Kiedy stóp procentowych nie da się już ciąć, bo są bliskie lub równe zeru, a gospodarka dalej cienko przędzie, "jedynym wyjściem" jest drukowanie. No, można jeszcze po prostu szybko wydawać pieniądze, zwiększając płynność na rynku. Tyle, że każdy skarbiec ma dno i nawet rezerwy FED w końcu się skończą. Więc pozostaje drukowanie. Drukowanie jest fajne, bo nagle, nie wiadomo skąd mamy za friko kolejne miliardy!
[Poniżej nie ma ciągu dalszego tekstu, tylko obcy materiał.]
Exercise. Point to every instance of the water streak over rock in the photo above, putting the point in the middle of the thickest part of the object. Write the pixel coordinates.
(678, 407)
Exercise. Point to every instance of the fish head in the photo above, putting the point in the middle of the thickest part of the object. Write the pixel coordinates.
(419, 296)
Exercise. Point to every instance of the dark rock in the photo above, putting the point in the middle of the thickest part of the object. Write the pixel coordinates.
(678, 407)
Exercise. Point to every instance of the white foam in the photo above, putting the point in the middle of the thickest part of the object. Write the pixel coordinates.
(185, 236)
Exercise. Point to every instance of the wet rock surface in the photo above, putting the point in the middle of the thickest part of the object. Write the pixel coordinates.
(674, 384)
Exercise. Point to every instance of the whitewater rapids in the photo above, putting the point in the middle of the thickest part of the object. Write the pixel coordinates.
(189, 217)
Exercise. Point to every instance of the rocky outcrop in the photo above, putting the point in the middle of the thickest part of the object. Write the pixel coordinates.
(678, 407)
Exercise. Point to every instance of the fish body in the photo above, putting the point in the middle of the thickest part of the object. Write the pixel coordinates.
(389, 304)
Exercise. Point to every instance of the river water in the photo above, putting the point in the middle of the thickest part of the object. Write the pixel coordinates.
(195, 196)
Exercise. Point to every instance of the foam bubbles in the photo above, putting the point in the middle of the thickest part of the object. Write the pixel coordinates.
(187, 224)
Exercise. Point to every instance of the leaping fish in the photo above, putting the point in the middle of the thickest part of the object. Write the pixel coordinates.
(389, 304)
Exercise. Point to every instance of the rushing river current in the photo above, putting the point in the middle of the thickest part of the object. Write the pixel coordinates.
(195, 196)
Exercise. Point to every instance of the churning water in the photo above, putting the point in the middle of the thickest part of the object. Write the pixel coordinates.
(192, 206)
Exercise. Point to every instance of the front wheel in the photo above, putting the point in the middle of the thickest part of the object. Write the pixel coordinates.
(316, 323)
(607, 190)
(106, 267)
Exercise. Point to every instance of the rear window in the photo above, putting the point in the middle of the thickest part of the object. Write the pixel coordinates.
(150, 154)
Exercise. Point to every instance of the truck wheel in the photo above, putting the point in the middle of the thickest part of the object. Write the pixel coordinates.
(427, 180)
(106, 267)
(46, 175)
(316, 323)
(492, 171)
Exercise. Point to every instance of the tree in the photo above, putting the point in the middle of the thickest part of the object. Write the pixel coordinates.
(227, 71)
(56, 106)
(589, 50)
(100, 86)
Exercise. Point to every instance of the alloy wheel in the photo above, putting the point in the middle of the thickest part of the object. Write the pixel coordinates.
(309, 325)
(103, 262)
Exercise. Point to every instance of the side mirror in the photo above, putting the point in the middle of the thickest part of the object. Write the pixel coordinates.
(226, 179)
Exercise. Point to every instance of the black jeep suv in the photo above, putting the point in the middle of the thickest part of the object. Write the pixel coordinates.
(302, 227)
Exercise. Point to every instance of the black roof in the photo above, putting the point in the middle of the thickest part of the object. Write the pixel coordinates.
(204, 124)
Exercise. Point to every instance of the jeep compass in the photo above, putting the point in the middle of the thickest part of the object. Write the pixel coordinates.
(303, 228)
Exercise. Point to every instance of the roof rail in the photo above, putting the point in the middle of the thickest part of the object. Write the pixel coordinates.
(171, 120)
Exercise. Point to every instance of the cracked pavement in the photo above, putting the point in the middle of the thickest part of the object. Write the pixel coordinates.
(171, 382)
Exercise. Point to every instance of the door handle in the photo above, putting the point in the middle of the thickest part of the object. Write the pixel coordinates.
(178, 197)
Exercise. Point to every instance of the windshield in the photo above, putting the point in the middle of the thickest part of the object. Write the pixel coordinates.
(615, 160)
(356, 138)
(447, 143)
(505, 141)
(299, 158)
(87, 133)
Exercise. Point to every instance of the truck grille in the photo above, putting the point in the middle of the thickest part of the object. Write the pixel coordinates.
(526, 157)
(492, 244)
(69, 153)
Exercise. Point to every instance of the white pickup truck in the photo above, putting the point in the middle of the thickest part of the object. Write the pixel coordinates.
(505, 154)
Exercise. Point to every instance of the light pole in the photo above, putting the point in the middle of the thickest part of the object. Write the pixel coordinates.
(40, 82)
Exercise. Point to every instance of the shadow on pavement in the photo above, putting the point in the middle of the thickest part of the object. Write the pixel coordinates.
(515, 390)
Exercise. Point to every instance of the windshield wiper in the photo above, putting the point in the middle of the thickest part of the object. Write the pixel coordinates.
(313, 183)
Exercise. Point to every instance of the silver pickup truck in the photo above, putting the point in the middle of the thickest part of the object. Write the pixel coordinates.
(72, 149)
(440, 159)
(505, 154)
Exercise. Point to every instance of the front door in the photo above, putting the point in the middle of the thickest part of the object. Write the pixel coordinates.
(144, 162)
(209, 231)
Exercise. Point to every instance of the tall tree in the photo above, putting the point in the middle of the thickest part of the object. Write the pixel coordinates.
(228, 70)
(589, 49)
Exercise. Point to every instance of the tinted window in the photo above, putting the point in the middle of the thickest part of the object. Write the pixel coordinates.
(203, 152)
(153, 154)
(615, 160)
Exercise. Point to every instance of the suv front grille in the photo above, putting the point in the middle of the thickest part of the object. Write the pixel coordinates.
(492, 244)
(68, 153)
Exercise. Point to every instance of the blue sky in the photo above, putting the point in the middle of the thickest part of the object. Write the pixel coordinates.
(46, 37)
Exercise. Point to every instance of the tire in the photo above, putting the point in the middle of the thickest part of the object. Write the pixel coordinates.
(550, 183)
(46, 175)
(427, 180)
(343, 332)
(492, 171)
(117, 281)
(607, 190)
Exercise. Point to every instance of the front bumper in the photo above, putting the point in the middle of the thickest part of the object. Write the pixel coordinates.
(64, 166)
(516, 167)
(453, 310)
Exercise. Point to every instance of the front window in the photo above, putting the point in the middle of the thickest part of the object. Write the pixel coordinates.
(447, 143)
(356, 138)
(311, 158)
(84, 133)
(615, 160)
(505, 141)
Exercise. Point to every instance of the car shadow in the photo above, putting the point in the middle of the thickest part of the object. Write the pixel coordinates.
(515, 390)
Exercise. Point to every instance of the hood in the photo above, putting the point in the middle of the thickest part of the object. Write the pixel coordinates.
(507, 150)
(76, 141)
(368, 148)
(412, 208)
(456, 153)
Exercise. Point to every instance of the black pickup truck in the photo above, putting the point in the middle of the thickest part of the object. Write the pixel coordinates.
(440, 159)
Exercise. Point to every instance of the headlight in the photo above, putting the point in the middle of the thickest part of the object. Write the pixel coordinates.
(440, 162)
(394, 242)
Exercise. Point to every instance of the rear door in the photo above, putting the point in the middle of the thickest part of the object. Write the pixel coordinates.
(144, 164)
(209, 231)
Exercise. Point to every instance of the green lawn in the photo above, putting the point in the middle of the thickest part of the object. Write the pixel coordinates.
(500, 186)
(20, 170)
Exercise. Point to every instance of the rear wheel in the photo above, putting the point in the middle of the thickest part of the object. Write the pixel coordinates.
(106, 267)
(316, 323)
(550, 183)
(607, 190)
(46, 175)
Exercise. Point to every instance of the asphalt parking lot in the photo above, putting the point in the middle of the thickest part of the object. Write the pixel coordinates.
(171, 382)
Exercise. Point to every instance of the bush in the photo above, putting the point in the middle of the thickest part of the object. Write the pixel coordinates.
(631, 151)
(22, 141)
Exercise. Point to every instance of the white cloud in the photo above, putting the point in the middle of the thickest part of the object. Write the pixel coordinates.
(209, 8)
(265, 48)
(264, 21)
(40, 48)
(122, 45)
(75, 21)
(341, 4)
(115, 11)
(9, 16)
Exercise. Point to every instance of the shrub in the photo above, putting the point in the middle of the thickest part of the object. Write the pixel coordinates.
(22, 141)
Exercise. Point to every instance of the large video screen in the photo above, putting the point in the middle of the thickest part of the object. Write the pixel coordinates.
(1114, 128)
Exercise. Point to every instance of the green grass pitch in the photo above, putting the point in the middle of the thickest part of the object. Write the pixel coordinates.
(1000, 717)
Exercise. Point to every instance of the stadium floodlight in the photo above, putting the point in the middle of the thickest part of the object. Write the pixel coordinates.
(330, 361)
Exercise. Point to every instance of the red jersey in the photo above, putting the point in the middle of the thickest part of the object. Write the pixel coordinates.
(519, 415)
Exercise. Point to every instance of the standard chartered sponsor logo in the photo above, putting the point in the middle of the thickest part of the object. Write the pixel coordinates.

Bez większego wysiłku, a więc można rzec - za darmo!
Nikt kto zajmuje się gospodarką nie jest tak bezczelny, żeby twierdzić, że nie będzie to miało wpływu na podstawowe wskaźniki makroekonomiczne. Tylko że warunki międzynarodowe i wewnętrzne sprzyjają akurat ekwilibrystyce słownej drukarzy. "Inflacja jest wciąż niska" (choć w wielu krajach stale ponad celem inflacyjnym!). Takie słowa łatwo wypowiedzieć, bo kryzys nie minął, gospodarki prawie się nie rozwijają, więc presja inflacyjna rzeczywiście nie jest zatrważająca. Co nie znaczy, że nie istnieje, a po wielkim drukowaniu, gwarantuję, w końcu znacząco wzrośnie.
"Spadający kurs dolara (drukowanie dewaluuje) jest nam nawet na rękę". W końcu Chiny sztucznie kontrolują juana rujnując nasz eksport. Drukowanie pomoże Ameryce z tym walczyć. Problem w tym, że spowoduje to bardzo silną presję na inne państwa, aby one również osłabiały swoje waluty. Nietrudno się domyślić, że i one nie mogą już obniżać stóp (EBC pozostawił je niedawno na poziomie 1%, co i tak zostało uznane za jastrzębią politykę! Tymczasem Japonia ścięła swoje stopy praktycznie do zera). Pieniądze na pompowanie w gospodarkę też już się kończą. Pozostaje - tak, dobrze myślicie - drukowanie. Presja inflacyjna jeszcze się zwiększy, handel międzynarodowy będzie zamierał. Najbardziej prawdopodobny scenariusz to stagflacja.